Status
Current state: "Under Discussion"
Discussion thread: here (<- link to https://mail-archives.apache.org/mod_mbox/flink-dev/)
JIRA: here (<- link to https://issues.apache.org/jira/browse/FLINK-XXXX)
Released: TBD
Please keep the discussion on the mailing list rather than commenting on the wiki (wiki discussions get unwieldy fast).
Motivation
FLIP-36 proposes a new programming paradigm where jobs are built incrementally by the user.
To support this in an efficient manner the partition life-cycle should be extended to support the notion of global partitions, which are partitions that can exist beyond the life-time of a job.
These partitions could then be re-used by subsequent jobs in a fairly efficient manner, as they don't have to persisted to an external storage first and consuming tasks could be scheduled to exploit data-locality.
Note that this FLIP does not concern itself with the usage of global partitions, including client-side APIs, job-submission, scheduling and reading said partitions.
Terminology/Abbreviations
"Global partitions" denote partitions that exist beyond the lifetime of a job.
"Local partitions" denote partitions that only exist within the lifetime of a job.
"Promotion" denotes the process of marking a local partition as global.
"TE": TaskExecutor
"RM": ResourceManager
"JM": JobMaster
Public Interfaces
The REST API shall be extended to provide a listing of existing global partitions, and expose functionality for retrieving or deleting such a partition.

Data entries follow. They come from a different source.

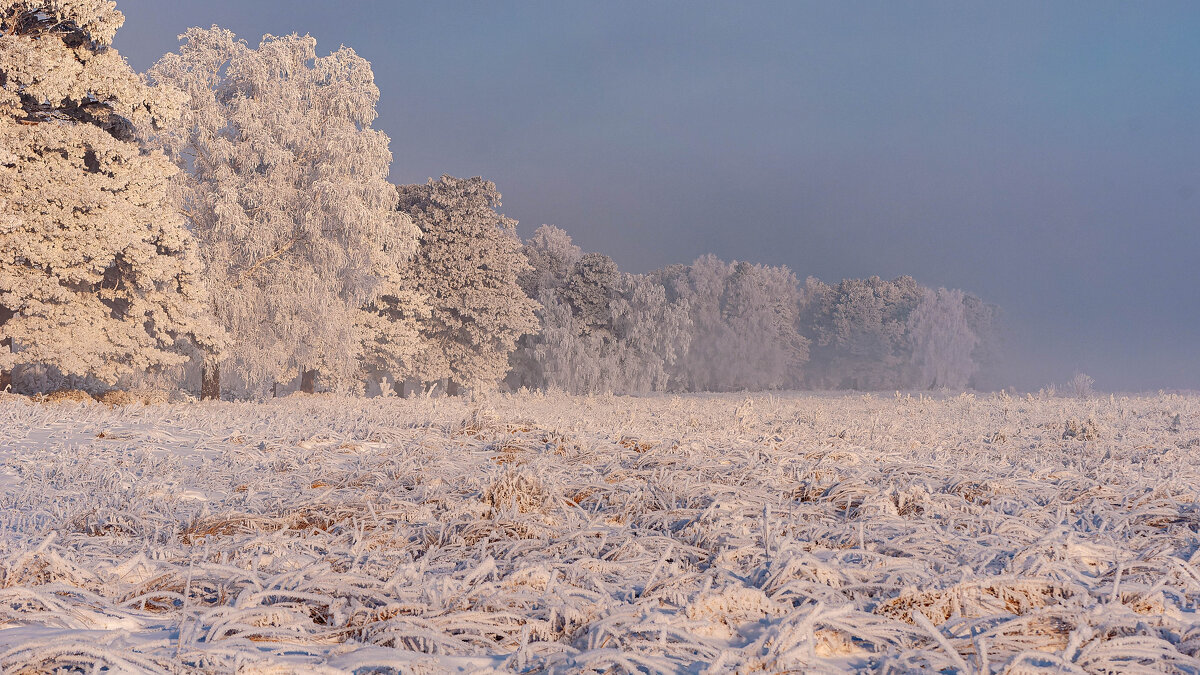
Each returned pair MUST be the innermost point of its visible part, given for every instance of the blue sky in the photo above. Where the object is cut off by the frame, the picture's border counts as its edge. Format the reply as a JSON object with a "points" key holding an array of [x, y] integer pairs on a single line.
{"points": [[1045, 156]]}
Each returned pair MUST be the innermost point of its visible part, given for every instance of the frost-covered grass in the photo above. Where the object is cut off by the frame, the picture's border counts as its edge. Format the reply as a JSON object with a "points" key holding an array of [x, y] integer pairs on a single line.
{"points": [[534, 533]]}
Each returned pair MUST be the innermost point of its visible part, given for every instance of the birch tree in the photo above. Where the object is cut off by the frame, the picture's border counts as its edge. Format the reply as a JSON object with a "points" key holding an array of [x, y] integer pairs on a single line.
{"points": [[287, 191], [468, 264], [942, 341], [99, 275]]}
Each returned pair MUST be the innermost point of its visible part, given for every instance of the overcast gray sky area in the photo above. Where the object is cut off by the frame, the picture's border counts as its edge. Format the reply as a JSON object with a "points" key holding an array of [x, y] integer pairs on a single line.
{"points": [[1044, 156]]}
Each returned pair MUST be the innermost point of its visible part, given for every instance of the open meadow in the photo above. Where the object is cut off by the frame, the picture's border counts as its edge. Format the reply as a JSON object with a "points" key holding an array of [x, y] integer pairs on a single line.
{"points": [[535, 533]]}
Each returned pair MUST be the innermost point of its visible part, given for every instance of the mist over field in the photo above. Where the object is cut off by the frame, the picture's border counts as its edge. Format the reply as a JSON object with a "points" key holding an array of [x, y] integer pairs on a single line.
{"points": [[831, 338]]}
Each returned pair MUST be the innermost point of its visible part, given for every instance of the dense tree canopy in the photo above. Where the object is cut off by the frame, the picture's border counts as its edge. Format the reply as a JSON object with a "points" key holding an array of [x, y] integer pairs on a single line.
{"points": [[99, 275]]}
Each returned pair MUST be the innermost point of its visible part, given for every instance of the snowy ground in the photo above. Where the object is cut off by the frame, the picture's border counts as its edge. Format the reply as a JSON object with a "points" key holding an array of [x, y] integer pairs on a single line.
{"points": [[531, 533]]}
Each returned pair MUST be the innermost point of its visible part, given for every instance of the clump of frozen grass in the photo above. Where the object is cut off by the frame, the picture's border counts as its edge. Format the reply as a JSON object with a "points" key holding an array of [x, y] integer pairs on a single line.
{"points": [[517, 489]]}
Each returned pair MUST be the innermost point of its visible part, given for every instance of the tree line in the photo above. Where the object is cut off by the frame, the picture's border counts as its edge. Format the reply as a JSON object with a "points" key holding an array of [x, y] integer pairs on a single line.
{"points": [[226, 219]]}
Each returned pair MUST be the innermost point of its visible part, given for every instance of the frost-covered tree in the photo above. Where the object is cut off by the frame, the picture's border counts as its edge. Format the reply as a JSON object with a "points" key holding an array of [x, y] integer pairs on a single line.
{"points": [[985, 322], [744, 332], [468, 264], [858, 330], [942, 341], [287, 191], [600, 329], [99, 275], [551, 255]]}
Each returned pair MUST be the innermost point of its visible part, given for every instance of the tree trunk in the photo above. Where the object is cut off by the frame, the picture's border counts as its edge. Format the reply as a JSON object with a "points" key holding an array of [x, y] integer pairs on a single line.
{"points": [[6, 375], [210, 381]]}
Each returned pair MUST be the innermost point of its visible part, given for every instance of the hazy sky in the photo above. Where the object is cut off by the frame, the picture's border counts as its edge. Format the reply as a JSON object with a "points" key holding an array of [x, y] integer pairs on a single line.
{"points": [[1045, 156]]}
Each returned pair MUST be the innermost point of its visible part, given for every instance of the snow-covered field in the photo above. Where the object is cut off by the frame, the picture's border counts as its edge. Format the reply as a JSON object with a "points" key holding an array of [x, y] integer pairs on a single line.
{"points": [[773, 532]]}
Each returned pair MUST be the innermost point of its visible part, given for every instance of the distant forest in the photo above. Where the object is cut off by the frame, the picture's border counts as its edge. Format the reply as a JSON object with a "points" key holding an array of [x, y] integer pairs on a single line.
{"points": [[223, 225]]}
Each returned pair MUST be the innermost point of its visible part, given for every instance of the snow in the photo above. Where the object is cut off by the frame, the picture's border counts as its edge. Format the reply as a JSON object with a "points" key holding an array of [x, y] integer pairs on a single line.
{"points": [[702, 533]]}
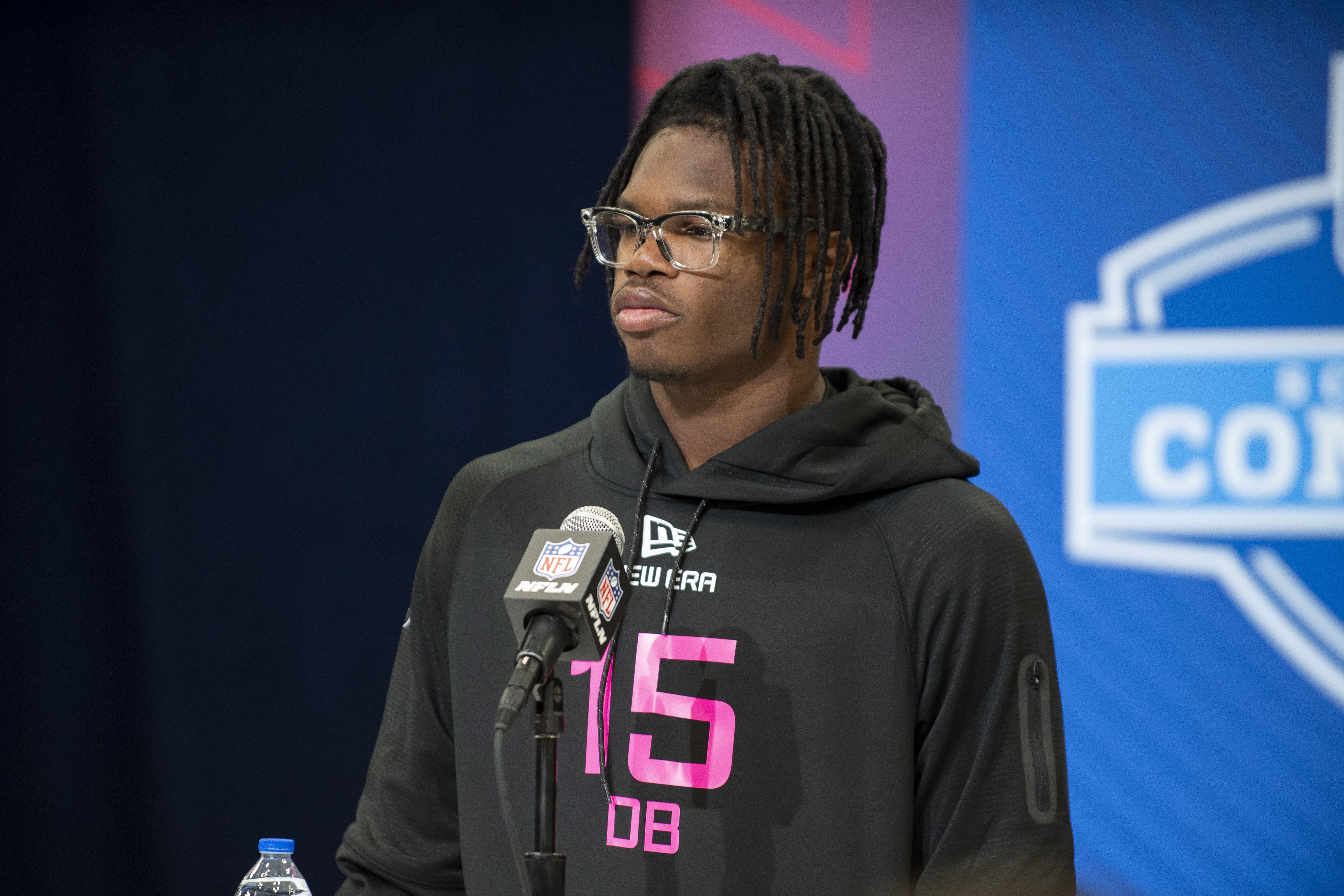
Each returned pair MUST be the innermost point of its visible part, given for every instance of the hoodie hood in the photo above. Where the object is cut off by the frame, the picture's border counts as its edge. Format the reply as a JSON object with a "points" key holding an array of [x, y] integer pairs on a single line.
{"points": [[865, 436]]}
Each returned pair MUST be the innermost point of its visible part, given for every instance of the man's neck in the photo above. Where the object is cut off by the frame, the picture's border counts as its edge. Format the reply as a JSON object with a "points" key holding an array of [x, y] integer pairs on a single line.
{"points": [[712, 417]]}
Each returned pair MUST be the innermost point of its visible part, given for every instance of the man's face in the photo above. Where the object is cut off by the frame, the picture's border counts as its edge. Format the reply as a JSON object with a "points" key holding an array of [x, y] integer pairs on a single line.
{"points": [[685, 327]]}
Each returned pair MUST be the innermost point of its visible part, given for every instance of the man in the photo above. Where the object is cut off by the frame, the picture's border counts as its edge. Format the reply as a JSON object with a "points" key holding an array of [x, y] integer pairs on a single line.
{"points": [[861, 633]]}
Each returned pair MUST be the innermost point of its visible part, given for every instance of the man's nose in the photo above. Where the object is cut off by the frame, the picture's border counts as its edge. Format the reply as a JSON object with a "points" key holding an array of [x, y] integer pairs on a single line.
{"points": [[650, 260]]}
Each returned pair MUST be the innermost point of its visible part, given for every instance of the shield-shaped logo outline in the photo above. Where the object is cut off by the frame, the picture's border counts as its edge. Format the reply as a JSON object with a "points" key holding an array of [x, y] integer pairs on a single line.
{"points": [[565, 555]]}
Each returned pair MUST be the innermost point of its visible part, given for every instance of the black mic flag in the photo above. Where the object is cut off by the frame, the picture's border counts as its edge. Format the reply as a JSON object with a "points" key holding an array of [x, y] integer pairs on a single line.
{"points": [[580, 578]]}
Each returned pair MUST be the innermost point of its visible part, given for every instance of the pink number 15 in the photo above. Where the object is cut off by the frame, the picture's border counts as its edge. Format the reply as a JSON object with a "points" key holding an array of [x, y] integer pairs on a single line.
{"points": [[647, 698]]}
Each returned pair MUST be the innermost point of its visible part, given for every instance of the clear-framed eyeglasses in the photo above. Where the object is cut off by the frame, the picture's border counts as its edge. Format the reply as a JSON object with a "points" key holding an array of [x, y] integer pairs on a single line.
{"points": [[689, 240]]}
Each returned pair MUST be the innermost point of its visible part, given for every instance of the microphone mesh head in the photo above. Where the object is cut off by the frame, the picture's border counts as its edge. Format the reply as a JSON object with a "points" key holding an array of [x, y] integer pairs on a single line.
{"points": [[595, 519]]}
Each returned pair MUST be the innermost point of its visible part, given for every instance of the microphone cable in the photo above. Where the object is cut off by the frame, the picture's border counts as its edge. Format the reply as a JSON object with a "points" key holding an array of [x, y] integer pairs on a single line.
{"points": [[511, 829]]}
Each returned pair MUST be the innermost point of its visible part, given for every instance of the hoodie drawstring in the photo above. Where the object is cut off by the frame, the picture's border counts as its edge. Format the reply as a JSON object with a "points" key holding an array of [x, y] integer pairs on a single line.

These calls operate on IntermediateDataSetID
s, identifying an IntermediateResult
which is a collection of all ResultPartitions
produced by a vertex.
This is in contrast to the majority of the internal partition lifecycle management, which operates on ResultPartitionIDs,
the reasoning being that there is likely no use-case for partially deleting/reading results, as this would be inherently difficult to model in our APIs (which usually hide the concept of sub-tasks).
METHOD | URL | Response | Response Code |
---|---|---|---|
GET | /partitions | { "partitions": [ | 200 OK |
GET | /partitions/:partitionid | { "partitions": [ | 200 OK |
DELETE | /partitions/:partitionid | { "request-id": "54321CBA" } | 202 ACCEPTED |
GET | /partitions/delete-requests/:request-id | { "id": "IN_PROGRESS"/"COMPLETED" } | 200 OK |
Proposed Changes
On a high level, the partition life-cycle must be modified so that
- TEs retain global partitions for successful jobs
- JobMasters hand the tracking information for global partitions to the ResourceManager
- the REST API needs to be extended to allow interactions with the ResourceManager
All changes are only relevant for cases where jobs finish successfully.
Details:
TaskExecutor
Currently, on job termination the JM sends a releasePartitions
RPC call to all TEs, releasing all blocking partitions they have stored for the respective job.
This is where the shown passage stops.